The first iteration of the Colony was inspired by, and initiated around Ben Rivers and Ben Russell’s film A Spell To Ward Off The Darkness, exploring the themes of Utopia, collective living, and “dark optimism”. Ben Russell is a media artist and curator whose films, installations, and performances foster a deep engagement with the history and semiotics of the moving image. A 2008 Guggenheim Fellow, his work has screened at the Museum of Contemporary Art, Chicago, Centre Georges Pompidou, Rotterdam Film Festival, Viennale, and the Museum of Modern Art, among others.
Basilica Screenings is a film series that presents an array of works from new and repertory narrative features, documentaries, experimental films, to video and media art, often with filmmakers and special guests in attendance for a discussion following the screenings. Programmed by Basilica Hudson’s film curator Aily Nash, and creative directors Melissa Auf der Maur and Tony Stone.
Prior iterations of Basilica Screenings have brought filmmakers including Albert Maysles, who showed and discussed many of his rarely seen works from the 50s and 70s, essential cinematic works such as Susan Sontag’s Promised Lands, Chris Marker’s Sans Soleil, internationally renown contemporary directors including Jem Cohen, Deborah Stratman, and Denis Co?te?, and rare radical documentary forms such as Yumen produced by Harvard’s Sensory Ethnography Lab.

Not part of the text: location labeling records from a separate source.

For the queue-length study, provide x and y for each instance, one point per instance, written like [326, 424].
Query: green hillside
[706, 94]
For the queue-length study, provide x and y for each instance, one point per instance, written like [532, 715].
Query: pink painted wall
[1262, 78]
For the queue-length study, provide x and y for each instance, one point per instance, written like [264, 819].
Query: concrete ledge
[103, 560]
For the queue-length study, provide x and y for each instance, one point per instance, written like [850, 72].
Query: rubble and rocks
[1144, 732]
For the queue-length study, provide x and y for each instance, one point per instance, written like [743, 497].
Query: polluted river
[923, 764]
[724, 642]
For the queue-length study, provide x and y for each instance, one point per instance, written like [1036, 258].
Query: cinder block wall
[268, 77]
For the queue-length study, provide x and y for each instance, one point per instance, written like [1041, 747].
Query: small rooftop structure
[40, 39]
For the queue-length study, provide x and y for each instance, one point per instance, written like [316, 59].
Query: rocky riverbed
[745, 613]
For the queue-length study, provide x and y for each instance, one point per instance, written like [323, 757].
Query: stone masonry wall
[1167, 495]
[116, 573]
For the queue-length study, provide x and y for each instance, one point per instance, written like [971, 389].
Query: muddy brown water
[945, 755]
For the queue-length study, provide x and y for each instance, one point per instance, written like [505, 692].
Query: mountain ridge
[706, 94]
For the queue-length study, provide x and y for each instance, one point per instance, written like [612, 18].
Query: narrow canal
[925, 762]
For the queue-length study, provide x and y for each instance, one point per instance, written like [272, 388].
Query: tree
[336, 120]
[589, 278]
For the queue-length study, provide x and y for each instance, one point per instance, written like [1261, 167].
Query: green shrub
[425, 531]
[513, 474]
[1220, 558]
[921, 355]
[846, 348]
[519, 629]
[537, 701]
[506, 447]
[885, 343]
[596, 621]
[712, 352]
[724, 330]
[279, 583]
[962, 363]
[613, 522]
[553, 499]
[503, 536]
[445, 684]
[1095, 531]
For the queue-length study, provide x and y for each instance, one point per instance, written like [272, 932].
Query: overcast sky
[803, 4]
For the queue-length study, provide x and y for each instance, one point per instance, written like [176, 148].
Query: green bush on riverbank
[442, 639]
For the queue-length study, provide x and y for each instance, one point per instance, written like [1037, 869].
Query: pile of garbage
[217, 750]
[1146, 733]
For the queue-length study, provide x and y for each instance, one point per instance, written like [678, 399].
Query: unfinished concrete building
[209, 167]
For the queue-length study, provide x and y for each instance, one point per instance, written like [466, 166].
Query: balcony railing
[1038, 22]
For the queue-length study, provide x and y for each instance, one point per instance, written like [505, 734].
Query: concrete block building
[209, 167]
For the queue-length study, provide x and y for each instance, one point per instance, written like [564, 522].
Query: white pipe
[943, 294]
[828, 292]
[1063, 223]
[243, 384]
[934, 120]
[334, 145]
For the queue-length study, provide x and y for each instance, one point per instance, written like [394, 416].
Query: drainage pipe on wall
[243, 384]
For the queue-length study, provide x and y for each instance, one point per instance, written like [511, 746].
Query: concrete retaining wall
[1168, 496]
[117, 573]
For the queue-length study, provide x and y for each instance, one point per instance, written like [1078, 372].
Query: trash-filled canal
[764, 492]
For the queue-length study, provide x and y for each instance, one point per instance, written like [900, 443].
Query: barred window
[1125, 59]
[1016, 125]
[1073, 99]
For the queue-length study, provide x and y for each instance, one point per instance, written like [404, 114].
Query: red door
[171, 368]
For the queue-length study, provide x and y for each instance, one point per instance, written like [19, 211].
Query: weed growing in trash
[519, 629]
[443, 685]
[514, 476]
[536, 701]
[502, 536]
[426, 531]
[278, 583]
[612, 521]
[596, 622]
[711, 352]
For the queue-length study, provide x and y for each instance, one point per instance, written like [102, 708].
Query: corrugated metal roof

Artist owned and operated since 2010, Basilica Hudson is a reclaimed 19th century factory converted into an art, performance, production and event space. Only two hours from New York City, and located just steps from the Hudson Amtrak station on the waterfront of the historic city of Hudson, New York. The 17,000 square feet of a variety of indoor and outdoor spaces constructed of industrial materials with a diverse floor plan, makes Basilica Hudson an ideal location for music, film and art festivals and events.